SIETE MESES

Estoy embarazada de siete meses. Y quiero contar mi historia, porque a lo mejor la lee alguien que conoce o se encuentra un día con un caso parecido.

Es mi primer embarazo, y mi marido y yo recibimos con una gran alegría e ilusión la noticia de que un bebé venía en camino. La mala noticia llegó cuando ya estaba de tres meses. Nos diagnosticaron un feto acráneo que, según nos explicaron, resulta incompatible con la vida. Al carecer de huesos que le cierren y protejan la cabeza, nuestro hijo nunca podría vivir fuera de mí. Y la única solución médica que nos daban era el aborto.


Sin embargo, decidimos que debíamos seguir adelante con el embarazo. Nos aseguraron que la gestación se llevaría a cabo como la de cualquier otro embarazo normal y que el parto se desarrollaría también con normalidad. La única diferencia es que nuestro hijo no podría vivir más allá de unas horas, minutos, o como mucho un día, pero que no sufriría. Fue una decisión dura, tanto de tomar como de explicar a los familiares y amigos cercanos, pero yo sabía que no podría nunca enfrentarme a la idea de que ese ser que llevaba dentro de mí -y que yo sabía que estaba vivo- iba a dejar de estarlo porque yo lo decidiera.

Hay quien podría pensar que fue una decisión valiente, pero también se puede ver como una cobardía. Lo que yo sé, es que si mi hijo/a sólo iba a poder tener una vida, la que yo le diera dentro de mí, no podía negarle eso, su vida; los pocos meses de vida, como mucho seis más, que tuviera dentro de mí. Y que esta corta vida fuera lo mejor posible, por supuesto.

Y ya estoy de siete meses. Y lo que yo quiero contar es que aunque se acerca el desenlace, tanto el padre como yo estamos muy contentos de haber podido darle esta pequeña oportunidad de vida a un ser que nunca llegaremos a ver, aunque ya lo conocemos y lo sentimos cuando se mueve dentro de mí.
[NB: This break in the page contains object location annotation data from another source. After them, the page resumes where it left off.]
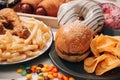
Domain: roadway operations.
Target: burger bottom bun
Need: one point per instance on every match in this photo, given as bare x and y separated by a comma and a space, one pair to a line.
72, 41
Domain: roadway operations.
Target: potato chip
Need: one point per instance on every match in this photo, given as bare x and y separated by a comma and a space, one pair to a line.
91, 63
109, 63
103, 43
116, 51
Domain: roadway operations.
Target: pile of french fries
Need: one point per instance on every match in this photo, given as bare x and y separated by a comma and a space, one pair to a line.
15, 49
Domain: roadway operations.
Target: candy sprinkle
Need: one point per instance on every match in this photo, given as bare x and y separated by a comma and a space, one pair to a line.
43, 72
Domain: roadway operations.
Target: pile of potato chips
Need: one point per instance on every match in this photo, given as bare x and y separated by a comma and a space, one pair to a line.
106, 54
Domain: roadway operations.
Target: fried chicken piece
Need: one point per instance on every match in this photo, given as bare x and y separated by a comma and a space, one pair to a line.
11, 20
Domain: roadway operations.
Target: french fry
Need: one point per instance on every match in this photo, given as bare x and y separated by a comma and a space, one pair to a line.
15, 49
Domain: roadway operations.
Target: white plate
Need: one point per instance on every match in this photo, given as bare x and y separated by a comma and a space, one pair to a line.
48, 44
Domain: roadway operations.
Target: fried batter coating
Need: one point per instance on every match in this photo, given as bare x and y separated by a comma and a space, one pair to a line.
11, 20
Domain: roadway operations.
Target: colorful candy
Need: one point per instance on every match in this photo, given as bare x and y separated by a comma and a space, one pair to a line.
44, 72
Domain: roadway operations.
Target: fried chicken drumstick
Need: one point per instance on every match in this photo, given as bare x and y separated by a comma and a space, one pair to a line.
9, 20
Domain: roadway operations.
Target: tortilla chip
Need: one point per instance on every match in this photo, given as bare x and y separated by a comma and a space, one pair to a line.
91, 63
109, 63
103, 43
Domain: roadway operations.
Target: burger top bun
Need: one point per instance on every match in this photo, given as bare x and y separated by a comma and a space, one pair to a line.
72, 41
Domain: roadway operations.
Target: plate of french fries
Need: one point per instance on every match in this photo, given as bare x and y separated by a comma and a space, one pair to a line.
14, 49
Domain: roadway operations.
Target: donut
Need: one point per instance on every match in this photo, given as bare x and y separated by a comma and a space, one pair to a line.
83, 11
111, 14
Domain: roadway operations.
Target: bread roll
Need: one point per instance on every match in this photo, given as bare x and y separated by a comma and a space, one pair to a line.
72, 41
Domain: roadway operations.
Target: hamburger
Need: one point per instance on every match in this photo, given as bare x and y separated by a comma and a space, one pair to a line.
72, 41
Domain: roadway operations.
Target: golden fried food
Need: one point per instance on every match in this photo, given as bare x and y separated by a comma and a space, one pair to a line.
106, 54
10, 20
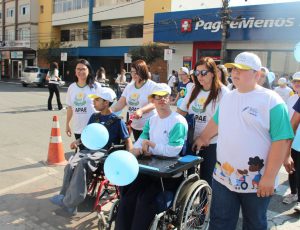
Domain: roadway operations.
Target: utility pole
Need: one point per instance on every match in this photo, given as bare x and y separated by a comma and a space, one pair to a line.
225, 19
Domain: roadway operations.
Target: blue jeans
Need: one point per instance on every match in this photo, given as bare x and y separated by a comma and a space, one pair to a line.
226, 207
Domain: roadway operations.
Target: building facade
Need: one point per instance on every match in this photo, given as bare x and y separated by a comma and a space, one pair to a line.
18, 34
269, 30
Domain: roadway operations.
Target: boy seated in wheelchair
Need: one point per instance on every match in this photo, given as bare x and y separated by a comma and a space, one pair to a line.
74, 187
164, 134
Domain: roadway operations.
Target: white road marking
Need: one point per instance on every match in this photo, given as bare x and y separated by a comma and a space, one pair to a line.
50, 171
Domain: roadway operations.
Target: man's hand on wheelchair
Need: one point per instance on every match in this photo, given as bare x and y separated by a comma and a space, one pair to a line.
75, 144
199, 143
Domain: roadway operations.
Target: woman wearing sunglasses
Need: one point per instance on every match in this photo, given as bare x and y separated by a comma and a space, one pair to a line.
202, 102
135, 96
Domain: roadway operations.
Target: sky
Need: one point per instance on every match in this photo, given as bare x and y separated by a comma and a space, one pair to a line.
179, 5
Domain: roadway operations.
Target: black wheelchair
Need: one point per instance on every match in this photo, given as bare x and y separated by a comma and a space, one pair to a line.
188, 208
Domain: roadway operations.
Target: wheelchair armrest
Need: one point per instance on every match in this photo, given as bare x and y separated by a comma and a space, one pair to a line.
115, 148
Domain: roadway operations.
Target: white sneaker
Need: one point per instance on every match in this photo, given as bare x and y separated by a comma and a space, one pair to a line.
290, 198
297, 207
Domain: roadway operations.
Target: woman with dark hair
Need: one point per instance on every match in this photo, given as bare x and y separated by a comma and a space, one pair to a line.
135, 96
53, 78
79, 105
222, 74
202, 101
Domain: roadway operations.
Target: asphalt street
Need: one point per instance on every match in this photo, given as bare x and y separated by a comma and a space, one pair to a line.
27, 182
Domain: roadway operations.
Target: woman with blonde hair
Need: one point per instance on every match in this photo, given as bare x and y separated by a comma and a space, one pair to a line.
202, 101
53, 85
135, 96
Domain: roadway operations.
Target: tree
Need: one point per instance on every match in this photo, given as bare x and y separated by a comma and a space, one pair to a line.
149, 52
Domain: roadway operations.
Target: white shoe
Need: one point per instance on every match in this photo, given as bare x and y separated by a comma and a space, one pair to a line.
297, 207
290, 198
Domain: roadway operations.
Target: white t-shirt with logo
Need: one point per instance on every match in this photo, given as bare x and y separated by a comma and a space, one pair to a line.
138, 98
167, 133
284, 92
248, 123
202, 116
171, 81
82, 105
290, 103
53, 77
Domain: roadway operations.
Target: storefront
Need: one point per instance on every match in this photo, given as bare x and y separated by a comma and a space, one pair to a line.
271, 31
14, 59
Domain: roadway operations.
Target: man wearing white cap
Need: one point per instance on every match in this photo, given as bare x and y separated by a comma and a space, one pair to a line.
283, 90
253, 130
163, 135
294, 151
74, 190
184, 76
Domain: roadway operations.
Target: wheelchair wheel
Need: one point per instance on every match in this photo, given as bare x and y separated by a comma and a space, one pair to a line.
101, 225
113, 215
195, 207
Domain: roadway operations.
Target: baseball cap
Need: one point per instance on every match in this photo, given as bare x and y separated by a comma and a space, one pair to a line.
265, 70
105, 93
185, 70
161, 89
296, 76
282, 81
245, 61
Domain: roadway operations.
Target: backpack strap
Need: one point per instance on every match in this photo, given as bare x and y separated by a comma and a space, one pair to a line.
111, 121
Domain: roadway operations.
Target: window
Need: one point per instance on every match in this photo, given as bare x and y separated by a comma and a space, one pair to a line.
10, 35
10, 12
134, 31
61, 6
24, 10
65, 35
74, 35
106, 32
23, 34
41, 9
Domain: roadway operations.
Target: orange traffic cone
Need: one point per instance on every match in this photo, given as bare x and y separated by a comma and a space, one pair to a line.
56, 154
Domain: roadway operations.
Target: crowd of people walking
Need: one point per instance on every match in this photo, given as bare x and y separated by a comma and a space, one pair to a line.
241, 129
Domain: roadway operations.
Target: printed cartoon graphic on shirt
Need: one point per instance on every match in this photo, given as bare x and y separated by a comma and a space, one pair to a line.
227, 170
182, 92
217, 168
251, 110
80, 103
134, 99
255, 165
198, 105
240, 182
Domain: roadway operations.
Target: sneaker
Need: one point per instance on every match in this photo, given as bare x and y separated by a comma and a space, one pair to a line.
290, 198
297, 207
58, 200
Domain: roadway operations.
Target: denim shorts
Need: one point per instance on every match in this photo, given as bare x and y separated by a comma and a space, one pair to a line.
226, 206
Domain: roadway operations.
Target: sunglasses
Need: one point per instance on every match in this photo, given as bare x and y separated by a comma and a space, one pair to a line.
157, 97
201, 72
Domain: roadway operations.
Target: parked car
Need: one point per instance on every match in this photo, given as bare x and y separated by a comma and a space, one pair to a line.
34, 75
128, 77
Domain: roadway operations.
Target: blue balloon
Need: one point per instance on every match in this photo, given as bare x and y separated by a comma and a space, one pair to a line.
121, 168
271, 77
179, 102
94, 136
297, 52
119, 113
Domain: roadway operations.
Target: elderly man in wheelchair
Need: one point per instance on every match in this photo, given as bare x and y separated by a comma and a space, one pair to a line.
84, 163
163, 195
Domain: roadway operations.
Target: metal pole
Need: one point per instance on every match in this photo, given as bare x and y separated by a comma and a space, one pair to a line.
63, 70
224, 19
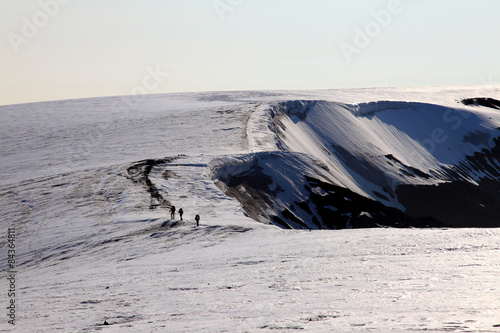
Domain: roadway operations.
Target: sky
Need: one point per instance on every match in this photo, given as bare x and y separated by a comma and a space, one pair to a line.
62, 49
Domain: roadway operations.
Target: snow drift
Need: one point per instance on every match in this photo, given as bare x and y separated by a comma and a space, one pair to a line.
438, 164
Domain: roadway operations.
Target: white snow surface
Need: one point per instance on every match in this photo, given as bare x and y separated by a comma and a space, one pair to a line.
89, 249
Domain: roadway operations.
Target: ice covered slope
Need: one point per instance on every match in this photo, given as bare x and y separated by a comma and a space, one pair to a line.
437, 163
90, 250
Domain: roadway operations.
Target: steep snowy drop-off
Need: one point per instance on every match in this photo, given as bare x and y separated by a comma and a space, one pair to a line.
80, 180
439, 164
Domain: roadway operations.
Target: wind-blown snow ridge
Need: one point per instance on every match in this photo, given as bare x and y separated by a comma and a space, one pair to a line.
380, 150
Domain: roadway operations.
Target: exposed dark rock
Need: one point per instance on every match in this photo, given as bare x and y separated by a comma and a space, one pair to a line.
139, 172
482, 101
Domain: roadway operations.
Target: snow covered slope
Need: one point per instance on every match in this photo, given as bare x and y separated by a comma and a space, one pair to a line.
86, 184
398, 153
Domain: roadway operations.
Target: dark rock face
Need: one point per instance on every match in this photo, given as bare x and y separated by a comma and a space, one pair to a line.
334, 207
458, 202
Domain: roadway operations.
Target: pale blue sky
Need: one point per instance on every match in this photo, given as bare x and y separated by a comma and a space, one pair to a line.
90, 48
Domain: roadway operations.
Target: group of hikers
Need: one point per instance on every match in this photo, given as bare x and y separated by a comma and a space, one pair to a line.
172, 215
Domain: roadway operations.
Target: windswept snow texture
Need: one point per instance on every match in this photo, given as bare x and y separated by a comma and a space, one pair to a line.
439, 164
87, 185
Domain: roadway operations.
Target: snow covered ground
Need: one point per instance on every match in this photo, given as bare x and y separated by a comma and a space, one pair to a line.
90, 250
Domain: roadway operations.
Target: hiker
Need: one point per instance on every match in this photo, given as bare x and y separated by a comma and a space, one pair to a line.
172, 212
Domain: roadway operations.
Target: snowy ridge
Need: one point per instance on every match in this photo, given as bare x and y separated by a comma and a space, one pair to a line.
374, 149
87, 184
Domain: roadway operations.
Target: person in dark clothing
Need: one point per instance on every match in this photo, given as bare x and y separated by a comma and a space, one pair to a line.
172, 212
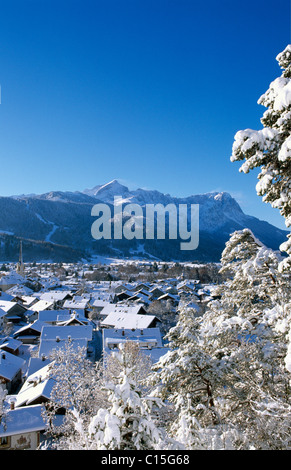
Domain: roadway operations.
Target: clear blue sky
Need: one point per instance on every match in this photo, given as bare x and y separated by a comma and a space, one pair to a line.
150, 92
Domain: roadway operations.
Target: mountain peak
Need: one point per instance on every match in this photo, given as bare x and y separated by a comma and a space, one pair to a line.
112, 188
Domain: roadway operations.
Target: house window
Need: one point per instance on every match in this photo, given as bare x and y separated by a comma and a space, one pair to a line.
4, 441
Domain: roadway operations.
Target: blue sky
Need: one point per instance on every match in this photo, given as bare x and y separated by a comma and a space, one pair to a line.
147, 92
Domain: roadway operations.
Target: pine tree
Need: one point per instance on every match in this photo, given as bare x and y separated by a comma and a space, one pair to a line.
270, 148
127, 424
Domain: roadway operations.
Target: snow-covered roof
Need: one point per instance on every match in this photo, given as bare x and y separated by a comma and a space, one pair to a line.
9, 365
55, 337
11, 278
76, 304
42, 305
23, 420
50, 316
37, 385
133, 308
53, 296
128, 320
149, 341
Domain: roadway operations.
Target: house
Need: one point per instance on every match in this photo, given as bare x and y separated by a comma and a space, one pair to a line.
29, 334
10, 280
126, 308
129, 320
42, 305
156, 292
14, 311
2, 318
55, 337
37, 388
149, 341
20, 428
77, 304
174, 299
10, 345
53, 317
10, 370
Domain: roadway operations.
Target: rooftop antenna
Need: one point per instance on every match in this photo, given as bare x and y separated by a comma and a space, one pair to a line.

Ahora noto sus patadas, pero siento que está igual de vivo que cuando sólo lo veía en la ecografía durante la octava semana del embarazo. Y es que es otra forma de vivir la paternidad y la maternidad. Si es grande poder llegar a ver a la criatura a la que se le da la vida, también lo es saber que ahora está vivo gracias a nosotros, aunque cuando nazca Dios se lo lleve al cielo.

Somos jóvenes y, si Dios quiere, tendremos más hijos. Y espero que sean sanos, porque dicen que no se suelen repetir estos casos. Pero de momento nos enfrentamos –un tanto asustados, he de reconocerlo - a la cercanía del parto, que será cuando nos despidamos definitivamente del bebé. A lo mejor donamos sus órganos, para quedarnos además con el consuelo de saber que ha ayudado a vivir a otros.

Y el otro gran consuelo que tendremos siempre, es el de saber que Dios nos pidió un día, a mi marido y a mí, que le ayudáramos a crear un ángel nuevo que estará para siempre en el cielo rezando por nosotros y nuestros familiares. Está claro que MERECE LA PENA.